Upaya pengolahan cokelat di Taman Teknologi Pertanian (TTP) itu dibantu dengan alat pengolahan dari Balai Pengkajian Teknologi Pertanian (BPTP), Lembaga Ilmu Pengetahuan Indonesia (LIPI), serta pemerintah setempat. "Tapi kami baru mampu mengolah 30 persen dari biji kakao yang dihasilkan petani," ujar Sudiyono baru-baru ini.

Hasil olahan cokelat di TTP memang belum beragam, misalnya permen cokelat dan bubuk cokelat. Selain itu, TTP baru bisa mengolah 20 kilogram cokelat saban minggu.

Meski masih sedikit, petani cukup senang. Mengingat, alat produksi di tempat tersebut masih terbatas.
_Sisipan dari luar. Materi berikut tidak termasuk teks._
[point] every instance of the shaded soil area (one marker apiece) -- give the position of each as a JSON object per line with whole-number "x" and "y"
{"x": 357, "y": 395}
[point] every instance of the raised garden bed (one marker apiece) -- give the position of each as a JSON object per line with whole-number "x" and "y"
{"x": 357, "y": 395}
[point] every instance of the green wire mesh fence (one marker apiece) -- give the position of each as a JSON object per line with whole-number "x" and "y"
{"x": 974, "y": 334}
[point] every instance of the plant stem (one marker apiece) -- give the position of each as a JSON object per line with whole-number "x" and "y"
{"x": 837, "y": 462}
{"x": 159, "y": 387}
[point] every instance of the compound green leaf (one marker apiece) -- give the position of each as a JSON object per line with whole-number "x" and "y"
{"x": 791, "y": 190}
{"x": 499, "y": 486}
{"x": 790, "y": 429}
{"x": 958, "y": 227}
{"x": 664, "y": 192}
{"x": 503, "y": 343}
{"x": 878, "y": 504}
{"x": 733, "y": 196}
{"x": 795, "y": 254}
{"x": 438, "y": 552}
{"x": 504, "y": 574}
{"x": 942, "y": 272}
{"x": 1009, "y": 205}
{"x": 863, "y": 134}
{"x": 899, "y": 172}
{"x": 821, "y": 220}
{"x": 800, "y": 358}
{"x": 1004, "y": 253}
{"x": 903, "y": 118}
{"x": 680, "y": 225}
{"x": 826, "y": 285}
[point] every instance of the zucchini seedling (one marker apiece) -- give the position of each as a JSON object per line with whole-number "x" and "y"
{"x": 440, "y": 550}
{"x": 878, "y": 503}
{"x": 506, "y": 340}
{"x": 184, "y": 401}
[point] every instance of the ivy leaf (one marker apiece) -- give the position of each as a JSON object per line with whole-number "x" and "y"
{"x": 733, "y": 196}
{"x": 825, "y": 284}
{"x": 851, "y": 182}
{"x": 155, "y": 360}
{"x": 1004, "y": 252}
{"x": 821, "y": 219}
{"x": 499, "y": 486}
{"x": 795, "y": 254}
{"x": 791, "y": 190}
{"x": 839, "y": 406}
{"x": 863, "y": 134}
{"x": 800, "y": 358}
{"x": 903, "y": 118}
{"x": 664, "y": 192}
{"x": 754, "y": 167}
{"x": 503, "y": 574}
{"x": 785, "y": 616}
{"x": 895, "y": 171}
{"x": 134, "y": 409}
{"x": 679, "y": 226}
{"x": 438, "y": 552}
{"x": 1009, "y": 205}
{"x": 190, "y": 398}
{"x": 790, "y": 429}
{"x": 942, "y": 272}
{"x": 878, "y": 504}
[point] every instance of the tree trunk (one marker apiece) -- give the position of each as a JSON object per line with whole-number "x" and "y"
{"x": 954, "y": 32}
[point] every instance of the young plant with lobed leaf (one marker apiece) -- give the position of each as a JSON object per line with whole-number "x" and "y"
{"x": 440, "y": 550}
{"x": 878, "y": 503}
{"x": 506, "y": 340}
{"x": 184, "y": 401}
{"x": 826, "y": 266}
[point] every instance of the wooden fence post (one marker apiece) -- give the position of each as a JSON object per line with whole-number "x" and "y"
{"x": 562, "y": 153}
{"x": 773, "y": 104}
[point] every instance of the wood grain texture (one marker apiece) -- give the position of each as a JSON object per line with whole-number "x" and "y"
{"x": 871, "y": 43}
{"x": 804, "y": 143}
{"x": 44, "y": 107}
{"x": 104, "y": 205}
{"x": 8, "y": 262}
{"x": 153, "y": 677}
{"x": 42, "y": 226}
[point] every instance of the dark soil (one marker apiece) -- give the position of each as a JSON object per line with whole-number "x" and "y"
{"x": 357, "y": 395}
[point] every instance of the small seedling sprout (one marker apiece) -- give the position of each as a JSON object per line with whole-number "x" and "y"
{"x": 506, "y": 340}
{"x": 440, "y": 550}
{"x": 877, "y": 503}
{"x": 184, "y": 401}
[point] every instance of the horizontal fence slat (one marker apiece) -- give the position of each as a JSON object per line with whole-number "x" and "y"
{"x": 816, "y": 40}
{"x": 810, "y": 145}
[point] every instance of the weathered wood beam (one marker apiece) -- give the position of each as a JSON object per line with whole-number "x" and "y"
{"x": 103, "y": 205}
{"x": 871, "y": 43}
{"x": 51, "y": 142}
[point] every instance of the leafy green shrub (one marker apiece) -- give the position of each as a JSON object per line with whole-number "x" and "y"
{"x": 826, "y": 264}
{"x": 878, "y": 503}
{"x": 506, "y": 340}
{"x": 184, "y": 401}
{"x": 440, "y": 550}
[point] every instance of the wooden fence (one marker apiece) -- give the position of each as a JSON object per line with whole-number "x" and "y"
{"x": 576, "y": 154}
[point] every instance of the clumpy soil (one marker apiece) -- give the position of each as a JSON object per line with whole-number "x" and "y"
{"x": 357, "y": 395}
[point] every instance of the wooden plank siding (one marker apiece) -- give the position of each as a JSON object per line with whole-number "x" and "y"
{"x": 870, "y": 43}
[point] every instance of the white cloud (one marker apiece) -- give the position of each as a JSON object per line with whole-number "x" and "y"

Selain itu, tak semua biji kakao di Nglanggeran memiliki kualitas A sebagai salah satu syarat untuk produksi olahan cokelat.

"Hasil olahan cokelat di sini dijual dengan harga Rp13 ribu sampai Rp20 ribu." ucap Sudiyono.


Tempat pengolahan kakao menjadi cokelat di Taman Teknologi Pertanian (TTP) Gunungkidul, Yogyakarta -- MTVN/Ahmad Mustaqim

Selain di TTP, pengolahan cokelat juga dilakukan masyarakat setempat yang tergabung dalam Kelompok Sadar Wisata (Pokdarwis) Desa Ngglanggeran. Tempat produksinya dinamakan Griya Cokelat.

Anggota Pokdarwis Desa Nglanggeran Sugeng Handoko menuturkan, pengolahan cokelat di Griya Cokelat memakai alat sederhana karena masih skala industri rumahan. Sementara, pengolahan cokelat di TTP sudah termasuk kategori industri besar.

"Tapi, kami bersinergi dengan TTP Nglanggeran. Istilahnya saling melengkapi," ungkapnya.

Griya Cokelat bisa menghasilkan sekitar 6.000 sachet minuman bubuk cokelat saban bulannya. Hasil olahan itu dipasarkan di kawasan wisata Desa Nglanggeran, swalayan yang ada di Kecamatan Patuk, serta dengan memanfaatkan sosial media.

Keberadaan pengolahan cokelat di wilayah tersebut berimbas positif bagi pariwisata di Nglanggeran. Sejumlah wisatawawan mulai tertarik dengan produksi lokal setempat. Banyaknya kunjungan wisatawan dan penjualan cokelat mampu meningkatkan perekonomian warga sekitar.

"Kini kami jadi tempat belajar daerah lain untuk mengelola pariwisata dan potensi lokal setempat," kata Sugeng.

Desa Wisata Nglanggeran kini menjadi salah satu desa wisata terbaik di Indonesia, terbukti dengan penghargaan dari ASEAN Community Based Tourism (CBT). Selain cokelat, Desa Nglanggeran juga menjadi tempat pengembangan kambing etawa.